Tuesday, June 17, 2008

First love rediscovered

First love. Many people regard teen love as the first love. To me, first love was discovered when I was 22years old. The kind of love that knows no boundaries. You see, when I was with her, the world became oblivious to me. We only see each other, only sensed each other, only cared about each other. But then I lost her. My world ripped to pieces. The sky turned dark on me.
I tried to rediscover love with other people. Constantly, I tried to rebuild the love that I lost with someone else, only to discover that I don't love that someone at all. . None at all.
Till at last, I gave up searching. All the while, still hoping for the return of my one true love. Years had passed now, my hope was flickering to it's end. Until recently, she found me. We rediscovered our love. And it was, as it was....my true love.






Sunday, May 4, 2008


Things got complicated. I was not given a raise. That, totally changed my eye on this company. I don't love it anymore. I think I might leave it. My feet numbs, my heart aches, my eye feel sore. I'm leaving for sure....The question is, when?

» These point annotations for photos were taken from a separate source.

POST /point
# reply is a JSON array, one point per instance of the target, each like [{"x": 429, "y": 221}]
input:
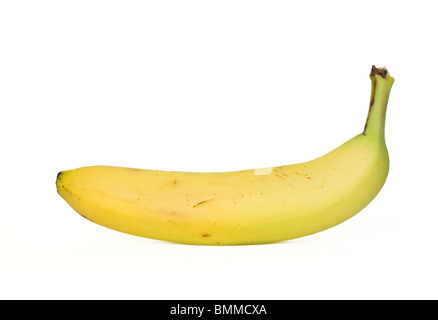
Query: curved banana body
[{"x": 242, "y": 207}]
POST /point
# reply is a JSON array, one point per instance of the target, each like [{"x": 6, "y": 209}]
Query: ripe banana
[{"x": 242, "y": 207}]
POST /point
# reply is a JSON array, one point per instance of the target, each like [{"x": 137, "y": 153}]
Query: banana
[{"x": 255, "y": 206}]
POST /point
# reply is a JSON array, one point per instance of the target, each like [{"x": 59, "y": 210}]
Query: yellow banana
[{"x": 241, "y": 207}]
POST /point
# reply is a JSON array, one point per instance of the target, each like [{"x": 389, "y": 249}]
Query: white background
[{"x": 213, "y": 86}]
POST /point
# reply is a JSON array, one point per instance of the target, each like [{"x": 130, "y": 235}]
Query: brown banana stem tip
[{"x": 378, "y": 71}]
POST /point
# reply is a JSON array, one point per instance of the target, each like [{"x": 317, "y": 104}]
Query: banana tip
[{"x": 378, "y": 71}]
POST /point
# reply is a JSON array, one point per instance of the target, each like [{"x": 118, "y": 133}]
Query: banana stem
[{"x": 381, "y": 87}]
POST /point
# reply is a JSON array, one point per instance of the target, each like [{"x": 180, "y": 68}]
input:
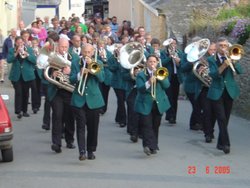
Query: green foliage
[{"x": 241, "y": 11}]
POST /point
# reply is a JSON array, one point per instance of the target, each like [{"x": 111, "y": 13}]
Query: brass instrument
[
  {"x": 57, "y": 62},
  {"x": 159, "y": 74},
  {"x": 234, "y": 53},
  {"x": 132, "y": 56},
  {"x": 23, "y": 52},
  {"x": 195, "y": 52},
  {"x": 51, "y": 61},
  {"x": 93, "y": 68},
  {"x": 103, "y": 54},
  {"x": 47, "y": 50}
]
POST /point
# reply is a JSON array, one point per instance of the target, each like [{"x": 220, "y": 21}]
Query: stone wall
[{"x": 242, "y": 104}]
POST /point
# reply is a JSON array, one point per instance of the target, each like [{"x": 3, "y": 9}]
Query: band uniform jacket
[
  {"x": 144, "y": 101},
  {"x": 52, "y": 89},
  {"x": 222, "y": 81},
  {"x": 21, "y": 67},
  {"x": 92, "y": 95}
]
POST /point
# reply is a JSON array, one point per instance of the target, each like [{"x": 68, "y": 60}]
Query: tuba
[
  {"x": 195, "y": 52},
  {"x": 131, "y": 57},
  {"x": 160, "y": 74}
]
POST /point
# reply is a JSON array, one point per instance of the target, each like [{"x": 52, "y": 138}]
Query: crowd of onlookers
[{"x": 90, "y": 30}]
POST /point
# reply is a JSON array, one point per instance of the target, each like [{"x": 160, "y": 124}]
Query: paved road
[{"x": 184, "y": 159}]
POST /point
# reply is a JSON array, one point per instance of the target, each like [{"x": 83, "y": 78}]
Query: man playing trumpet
[
  {"x": 87, "y": 103},
  {"x": 151, "y": 102},
  {"x": 223, "y": 90}
]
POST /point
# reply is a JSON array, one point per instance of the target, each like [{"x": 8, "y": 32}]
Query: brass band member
[
  {"x": 171, "y": 59},
  {"x": 86, "y": 107},
  {"x": 21, "y": 74},
  {"x": 150, "y": 108},
  {"x": 60, "y": 103},
  {"x": 222, "y": 98}
]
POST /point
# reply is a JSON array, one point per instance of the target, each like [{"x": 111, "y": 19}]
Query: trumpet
[
  {"x": 159, "y": 74},
  {"x": 234, "y": 53},
  {"x": 22, "y": 52},
  {"x": 103, "y": 54},
  {"x": 93, "y": 68}
]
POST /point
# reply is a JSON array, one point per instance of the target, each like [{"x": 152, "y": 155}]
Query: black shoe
[
  {"x": 56, "y": 148},
  {"x": 25, "y": 114},
  {"x": 45, "y": 127},
  {"x": 208, "y": 139},
  {"x": 219, "y": 147},
  {"x": 70, "y": 146},
  {"x": 172, "y": 121},
  {"x": 134, "y": 138},
  {"x": 146, "y": 150},
  {"x": 153, "y": 151},
  {"x": 122, "y": 125},
  {"x": 19, "y": 116},
  {"x": 35, "y": 110},
  {"x": 91, "y": 156},
  {"x": 226, "y": 149},
  {"x": 212, "y": 136},
  {"x": 195, "y": 127},
  {"x": 82, "y": 157},
  {"x": 101, "y": 112}
]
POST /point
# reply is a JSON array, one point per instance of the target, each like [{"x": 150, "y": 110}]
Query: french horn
[
  {"x": 195, "y": 52},
  {"x": 131, "y": 57}
]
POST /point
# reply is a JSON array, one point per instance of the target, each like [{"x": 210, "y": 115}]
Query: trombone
[{"x": 93, "y": 68}]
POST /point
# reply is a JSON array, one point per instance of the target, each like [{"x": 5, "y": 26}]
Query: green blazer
[
  {"x": 52, "y": 89},
  {"x": 22, "y": 67},
  {"x": 190, "y": 80},
  {"x": 92, "y": 95},
  {"x": 144, "y": 100},
  {"x": 222, "y": 81}
]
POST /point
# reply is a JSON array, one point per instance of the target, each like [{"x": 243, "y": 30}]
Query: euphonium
[
  {"x": 93, "y": 68},
  {"x": 57, "y": 63},
  {"x": 159, "y": 74}
]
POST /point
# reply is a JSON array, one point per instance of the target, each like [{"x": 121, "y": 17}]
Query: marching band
[{"x": 76, "y": 76}]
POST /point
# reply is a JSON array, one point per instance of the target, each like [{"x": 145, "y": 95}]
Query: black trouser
[
  {"x": 90, "y": 118},
  {"x": 62, "y": 113},
  {"x": 208, "y": 118},
  {"x": 133, "y": 117},
  {"x": 21, "y": 95},
  {"x": 121, "y": 116},
  {"x": 46, "y": 114},
  {"x": 222, "y": 109},
  {"x": 173, "y": 93},
  {"x": 105, "y": 93},
  {"x": 36, "y": 92},
  {"x": 196, "y": 115},
  {"x": 150, "y": 128}
]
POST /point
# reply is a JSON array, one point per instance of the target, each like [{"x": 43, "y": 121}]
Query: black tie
[{"x": 223, "y": 58}]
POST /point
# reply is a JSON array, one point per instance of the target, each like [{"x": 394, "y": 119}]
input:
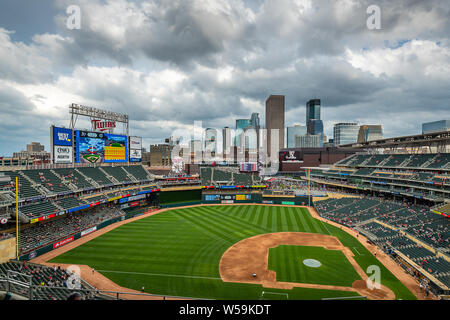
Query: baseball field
[{"x": 212, "y": 252}]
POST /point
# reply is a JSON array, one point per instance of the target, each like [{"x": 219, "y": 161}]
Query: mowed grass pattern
[
  {"x": 178, "y": 252},
  {"x": 335, "y": 269}
]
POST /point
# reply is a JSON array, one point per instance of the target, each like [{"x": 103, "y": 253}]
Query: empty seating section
[
  {"x": 414, "y": 251},
  {"x": 47, "y": 283},
  {"x": 206, "y": 175},
  {"x": 25, "y": 189},
  {"x": 396, "y": 160},
  {"x": 118, "y": 173},
  {"x": 375, "y": 160},
  {"x": 363, "y": 172},
  {"x": 436, "y": 161},
  {"x": 95, "y": 198},
  {"x": 53, "y": 230},
  {"x": 242, "y": 179},
  {"x": 436, "y": 266},
  {"x": 440, "y": 161},
  {"x": 70, "y": 175},
  {"x": 357, "y": 160},
  {"x": 418, "y": 160},
  {"x": 423, "y": 176},
  {"x": 444, "y": 209},
  {"x": 221, "y": 175},
  {"x": 138, "y": 172},
  {"x": 70, "y": 202},
  {"x": 416, "y": 221},
  {"x": 382, "y": 174},
  {"x": 435, "y": 232},
  {"x": 47, "y": 179},
  {"x": 96, "y": 175},
  {"x": 38, "y": 209}
]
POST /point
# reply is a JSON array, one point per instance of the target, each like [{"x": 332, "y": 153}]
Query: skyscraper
[
  {"x": 275, "y": 120},
  {"x": 254, "y": 120},
  {"x": 370, "y": 133},
  {"x": 241, "y": 126},
  {"x": 227, "y": 143},
  {"x": 345, "y": 133},
  {"x": 312, "y": 110},
  {"x": 308, "y": 141},
  {"x": 292, "y": 132},
  {"x": 211, "y": 140}
]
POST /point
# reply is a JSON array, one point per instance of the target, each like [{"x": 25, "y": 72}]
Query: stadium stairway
[
  {"x": 39, "y": 188},
  {"x": 129, "y": 175},
  {"x": 71, "y": 186},
  {"x": 109, "y": 176},
  {"x": 90, "y": 180}
]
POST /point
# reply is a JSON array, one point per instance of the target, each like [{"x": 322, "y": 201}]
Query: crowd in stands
[
  {"x": 47, "y": 283},
  {"x": 368, "y": 215},
  {"x": 53, "y": 230}
]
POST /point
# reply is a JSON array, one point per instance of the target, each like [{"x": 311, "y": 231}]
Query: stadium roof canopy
[{"x": 436, "y": 139}]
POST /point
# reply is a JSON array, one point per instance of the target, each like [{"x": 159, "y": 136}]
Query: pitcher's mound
[{"x": 313, "y": 263}]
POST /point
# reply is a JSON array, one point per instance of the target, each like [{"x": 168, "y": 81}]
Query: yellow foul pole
[
  {"x": 309, "y": 187},
  {"x": 17, "y": 217}
]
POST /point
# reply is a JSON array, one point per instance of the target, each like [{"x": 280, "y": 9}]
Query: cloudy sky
[{"x": 167, "y": 63}]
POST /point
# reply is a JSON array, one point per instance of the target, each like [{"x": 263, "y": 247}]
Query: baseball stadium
[{"x": 368, "y": 227}]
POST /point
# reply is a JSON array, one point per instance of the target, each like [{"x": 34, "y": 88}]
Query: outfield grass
[
  {"x": 335, "y": 269},
  {"x": 177, "y": 252}
]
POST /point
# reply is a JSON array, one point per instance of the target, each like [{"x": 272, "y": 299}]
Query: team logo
[
  {"x": 63, "y": 136},
  {"x": 291, "y": 155},
  {"x": 103, "y": 125}
]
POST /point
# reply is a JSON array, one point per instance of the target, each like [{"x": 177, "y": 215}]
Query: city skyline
[{"x": 220, "y": 62}]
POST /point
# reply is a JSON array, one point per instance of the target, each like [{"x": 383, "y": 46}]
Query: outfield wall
[{"x": 174, "y": 199}]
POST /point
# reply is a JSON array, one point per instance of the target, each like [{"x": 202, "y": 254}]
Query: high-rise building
[
  {"x": 312, "y": 110},
  {"x": 308, "y": 141},
  {"x": 160, "y": 155},
  {"x": 275, "y": 120},
  {"x": 345, "y": 133},
  {"x": 211, "y": 140},
  {"x": 241, "y": 125},
  {"x": 35, "y": 147},
  {"x": 292, "y": 132},
  {"x": 315, "y": 127},
  {"x": 255, "y": 123},
  {"x": 370, "y": 133},
  {"x": 227, "y": 142},
  {"x": 435, "y": 126}
]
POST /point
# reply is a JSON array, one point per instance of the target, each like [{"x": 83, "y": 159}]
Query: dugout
[{"x": 173, "y": 198}]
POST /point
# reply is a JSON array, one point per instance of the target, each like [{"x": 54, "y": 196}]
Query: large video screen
[
  {"x": 135, "y": 147},
  {"x": 249, "y": 167},
  {"x": 96, "y": 147}
]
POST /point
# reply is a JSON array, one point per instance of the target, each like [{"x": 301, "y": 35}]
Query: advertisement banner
[
  {"x": 62, "y": 242},
  {"x": 135, "y": 155},
  {"x": 115, "y": 148},
  {"x": 212, "y": 197},
  {"x": 97, "y": 147},
  {"x": 136, "y": 143},
  {"x": 62, "y": 137},
  {"x": 63, "y": 154},
  {"x": 87, "y": 231}
]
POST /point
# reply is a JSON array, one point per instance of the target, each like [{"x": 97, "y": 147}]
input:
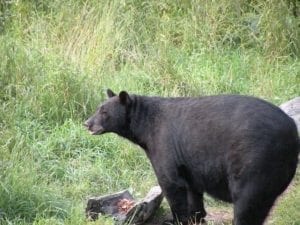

Saturday, February 2, 2008



Where do I go now? I had my life all planned out, but then fate pushed everything sideways. I've lost control, and now, I am lost. Which way do I go? When to go? How to get there? Where is "there"? I am lost....

Wednesday, January 30, 2008




I thought I can cut away all my problems like knife to butter. But my problems was tougher than leather, kevlar alike. It's still there, watching me, waiting for a chance to pounce and end everything, or worst, devouring me slowly from flesh to bone.

Tuesday, January 29, 2008


I discovered that my new job is much2 more demanding that I expected, but I'm not giving up yet. So many things to do ; So little time.

Thursday, January 24, 2008



Life took a turn when I was appointed as Production Manager at my workplace. New responsibilities pretty much demands a lot of my time and energy, not to mention creating new enemies. I hope the pay is worth the struggle.

Monday, December 17, 2007

Opportunity crashed and burned. Life's become dreadful to watch. Work is harder than ever. Money is so scarce, I feel like robing a bank. Love is bullshit. Mood swing is frequent. The only cure is USD1000. Any loaners?